Java(TM) SE Runtime Environment (build 1.6.0_20b02)
Java HotSpot(TM) Client VM (build 16.3b01, mixed mode, sharing)
Compiler:
javac 1.6.0_13
Reporter: Paul Bouman
I'm currently playing with a program for solving a rather simple chess puzzle. The goal is
to place 12 knights on a 8x8 board, such that each field is either attacked by a knight, or
contains a knight. To solve this problem (and different variants) I want to use a handcrafted
Branch and Bound algorithm that uses Linear Programming to calculate an upperbound on the
number of fields that can be covered by a certain amount of knights.

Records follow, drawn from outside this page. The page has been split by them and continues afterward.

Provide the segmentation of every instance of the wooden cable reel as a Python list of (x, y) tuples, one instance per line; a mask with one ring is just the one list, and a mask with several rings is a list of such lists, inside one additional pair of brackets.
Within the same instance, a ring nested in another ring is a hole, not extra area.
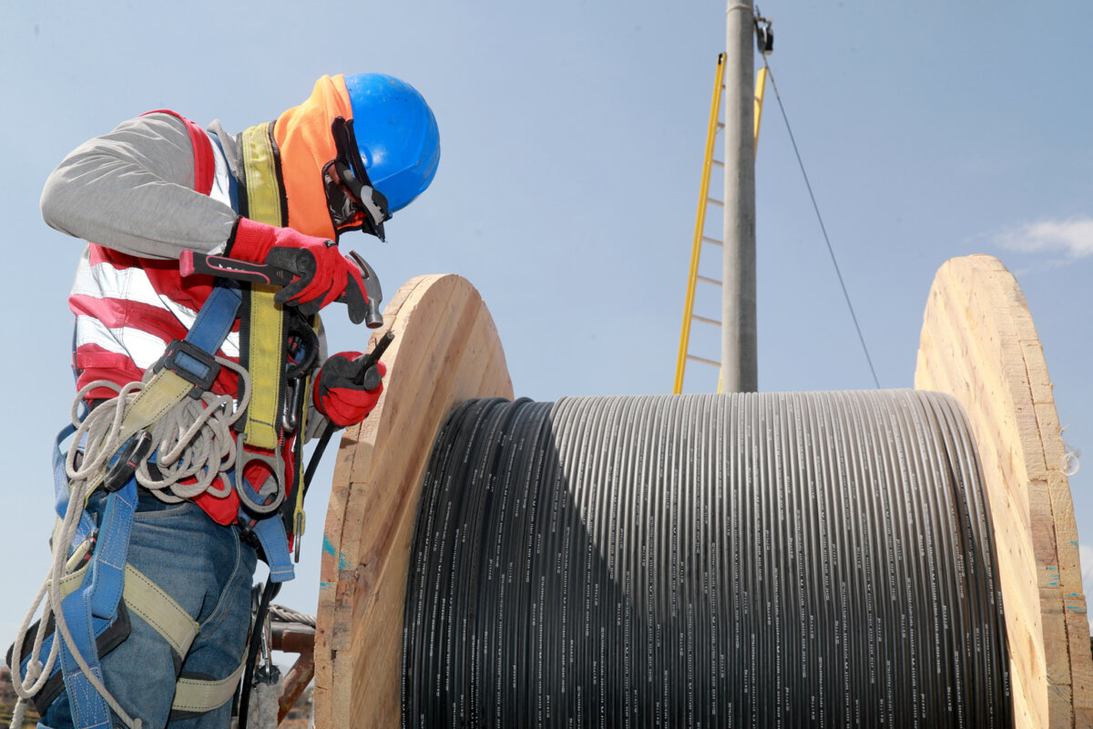
[[(399, 336), (385, 357), (387, 393), (343, 438), (327, 519), (318, 727), (399, 722), (407, 567), (431, 445), (460, 402), (512, 398), (495, 328), (466, 281), (414, 279), (385, 316)], [(1016, 726), (1089, 726), (1093, 660), (1058, 416), (1023, 296), (995, 259), (956, 259), (938, 273), (916, 387), (954, 396), (978, 442)]]

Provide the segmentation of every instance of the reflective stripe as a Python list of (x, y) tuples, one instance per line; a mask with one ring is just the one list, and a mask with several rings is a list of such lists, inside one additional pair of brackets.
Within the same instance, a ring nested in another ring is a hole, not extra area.
[(235, 686), (239, 683), (246, 658), (232, 675), (219, 681), (202, 679), (178, 679), (175, 685), (175, 702), (171, 705), (173, 712), (211, 712), (220, 708), (235, 695)]
[[(75, 346), (97, 344), (104, 350), (128, 356), (138, 369), (146, 369), (163, 356), (167, 342), (133, 327), (107, 327), (91, 316), (75, 318)], [(238, 346), (238, 345), (236, 345)]]
[(126, 565), (122, 596), (130, 612), (154, 627), (179, 658), (186, 657), (201, 626), (180, 604), (132, 565)]
[[(144, 269), (116, 268), (109, 263), (92, 266), (89, 251), (84, 249), (72, 281), (74, 296), (92, 296), (94, 298), (125, 298), (151, 306), (163, 306), (163, 297), (152, 287)], [(197, 311), (188, 309), (190, 321), (197, 317)]]
[[(209, 132), (207, 131), (205, 134), (209, 136)], [(216, 173), (213, 175), (212, 190), (209, 191), (209, 197), (213, 200), (223, 202), (228, 208), (234, 208), (232, 204), (232, 187), (231, 181), (228, 180), (230, 172), (227, 168), (227, 160), (224, 158), (224, 153), (221, 151), (220, 144), (218, 144), (216, 140), (212, 139), (211, 136), (209, 136), (209, 143), (212, 144), (212, 156), (216, 163)], [(226, 244), (227, 242), (225, 240), (223, 244), (216, 246), (209, 252), (222, 254), (224, 252), (224, 246)]]

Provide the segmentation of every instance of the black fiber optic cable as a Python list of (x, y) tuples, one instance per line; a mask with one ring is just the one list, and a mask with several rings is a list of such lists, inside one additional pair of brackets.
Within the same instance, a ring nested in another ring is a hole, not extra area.
[(465, 403), (404, 725), (1011, 726), (979, 473), (928, 392)]

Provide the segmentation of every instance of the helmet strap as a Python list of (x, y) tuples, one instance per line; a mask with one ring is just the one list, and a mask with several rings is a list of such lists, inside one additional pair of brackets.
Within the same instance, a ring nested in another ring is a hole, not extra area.
[(340, 233), (360, 228), (384, 240), (384, 221), (390, 220), (387, 198), (372, 186), (353, 122), (336, 117), (330, 131), (338, 156), (322, 168), (322, 179), (334, 230)]

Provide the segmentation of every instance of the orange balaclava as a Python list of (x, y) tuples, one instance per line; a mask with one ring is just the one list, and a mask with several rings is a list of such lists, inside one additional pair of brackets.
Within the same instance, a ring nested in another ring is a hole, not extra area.
[(310, 97), (282, 114), (273, 125), (289, 201), (289, 227), (332, 240), (337, 240), (338, 233), (330, 220), (322, 169), (338, 156), (330, 131), (337, 117), (353, 119), (345, 77), (341, 74), (316, 81)]

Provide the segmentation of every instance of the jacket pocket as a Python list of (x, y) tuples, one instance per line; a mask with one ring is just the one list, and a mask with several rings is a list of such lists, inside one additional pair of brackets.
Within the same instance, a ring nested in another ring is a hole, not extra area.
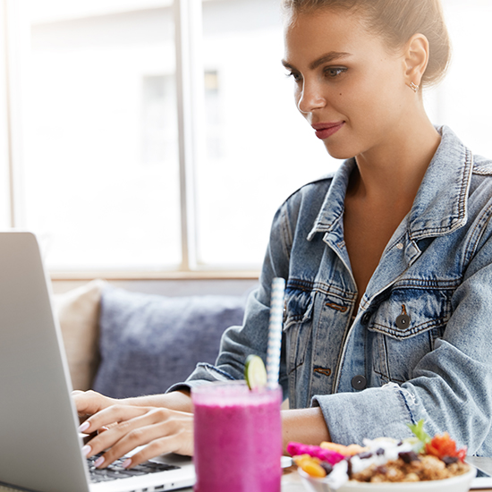
[(413, 377), (419, 361), (444, 335), (452, 292), (398, 289), (381, 302), (368, 325), (368, 357), (381, 382)]
[(304, 364), (312, 333), (314, 295), (312, 292), (287, 289), (284, 314), (287, 374)]

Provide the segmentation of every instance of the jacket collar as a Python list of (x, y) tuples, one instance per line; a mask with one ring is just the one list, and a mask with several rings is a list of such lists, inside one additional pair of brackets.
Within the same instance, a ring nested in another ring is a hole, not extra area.
[[(468, 191), (473, 168), (471, 152), (446, 126), (437, 129), (441, 143), (428, 165), (409, 214), (411, 240), (447, 234), (466, 224)], [(344, 203), (355, 159), (344, 161), (336, 171), (323, 206), (308, 234), (338, 229), (343, 235)]]

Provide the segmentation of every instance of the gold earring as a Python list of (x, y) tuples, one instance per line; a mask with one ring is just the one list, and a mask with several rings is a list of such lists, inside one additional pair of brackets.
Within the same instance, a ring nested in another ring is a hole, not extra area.
[(410, 82), (408, 87), (410, 87), (410, 89), (411, 89), (411, 90), (413, 90), (413, 92), (415, 92), (415, 94), (417, 94), (417, 92), (419, 92), (419, 86), (417, 84), (414, 84), (413, 82)]

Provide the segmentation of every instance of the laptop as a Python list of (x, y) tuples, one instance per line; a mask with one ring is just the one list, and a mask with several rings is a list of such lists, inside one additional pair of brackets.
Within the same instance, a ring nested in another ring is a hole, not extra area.
[[(102, 481), (90, 478), (47, 279), (36, 236), (0, 232), (0, 491), (150, 492), (191, 487), (191, 458), (173, 454), (147, 462), (134, 476), (115, 464), (112, 476), (101, 473)], [(492, 458), (467, 460), (479, 469), (471, 488), (492, 487)], [(282, 457), (283, 467), (291, 462)]]
[(176, 454), (148, 462), (133, 475), (115, 466), (117, 479), (89, 478), (47, 278), (34, 234), (0, 233), (0, 489), (139, 492), (192, 486), (191, 460)]

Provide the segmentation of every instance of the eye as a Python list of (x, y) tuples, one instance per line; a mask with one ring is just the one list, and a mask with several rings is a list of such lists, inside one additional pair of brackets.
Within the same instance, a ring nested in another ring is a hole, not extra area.
[(345, 72), (347, 72), (347, 69), (345, 67), (328, 66), (323, 70), (323, 73), (325, 74), (325, 77), (327, 77), (327, 79), (335, 79)]
[(292, 77), (296, 83), (299, 83), (302, 80), (301, 73), (297, 72), (289, 72), (289, 73), (286, 73), (286, 76)]

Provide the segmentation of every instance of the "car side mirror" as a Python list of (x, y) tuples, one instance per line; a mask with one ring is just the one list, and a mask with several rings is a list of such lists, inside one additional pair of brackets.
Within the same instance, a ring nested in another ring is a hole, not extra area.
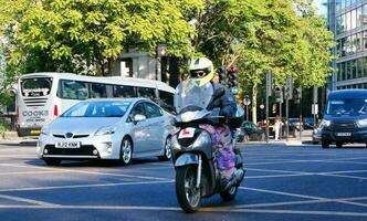
[(145, 115), (141, 115), (141, 114), (137, 114), (134, 116), (134, 124), (137, 124), (138, 122), (143, 122), (143, 120), (146, 120), (147, 117)]

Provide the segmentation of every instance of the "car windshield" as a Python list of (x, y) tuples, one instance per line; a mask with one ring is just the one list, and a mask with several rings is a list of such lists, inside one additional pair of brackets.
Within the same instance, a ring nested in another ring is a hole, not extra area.
[(367, 99), (364, 98), (331, 99), (327, 103), (326, 114), (329, 115), (367, 114)]
[(67, 109), (61, 117), (122, 117), (129, 102), (81, 102)]

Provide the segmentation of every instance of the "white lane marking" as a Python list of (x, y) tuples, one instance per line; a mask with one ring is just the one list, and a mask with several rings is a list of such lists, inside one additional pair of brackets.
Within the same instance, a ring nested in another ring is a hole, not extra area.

The idea is to create variables for each field that has to be covered, and to create variables
for each field to contain a knight. A cover variable can only become positive if a corresponding
knight variable for an adjacent field is also positive, there is a limit to the amount of
knights we may place (so the sum of all knight variables cannot be larger than 12) and the
cover variables cannot be larger than one. Also, only the cover variables have a coefficient
of one in the objective function, all other variables have zero. Because we want to cover
the entire board our goal will be to maximize the objective function, since we want to maximize
the number of fields that are covered.
Since a basic chessboard has 64 fields and since it is possible to cover the chessboard with
12 knights, we know there is an integer solution that has value 64. Since we are solving a
relaxed variant of the problem, the value should be at least 64. However, when I use the Simplex
Solver, I get a value of around 58.6, which is much too low. Even when I relax the constraints
in such a fashion that 64 knights may be placed on the board, the solution value remains the
same. I've lowered the value of epsilon as much as I can and it still gives the incorrect
value. What makes it worse is that the calculation is totally useless as an upperbound (if
the value would have been around 70, it would have been an upperbound at least).
I've heard that using the revised simplex method is a lot better with respect to stacked errors,
so I am not sure this is really a bug, or just a problem that arises when the two phase simplex
method is used for large problems.
I will try to attach a code example that implements the problem (but possibly isn't that readable).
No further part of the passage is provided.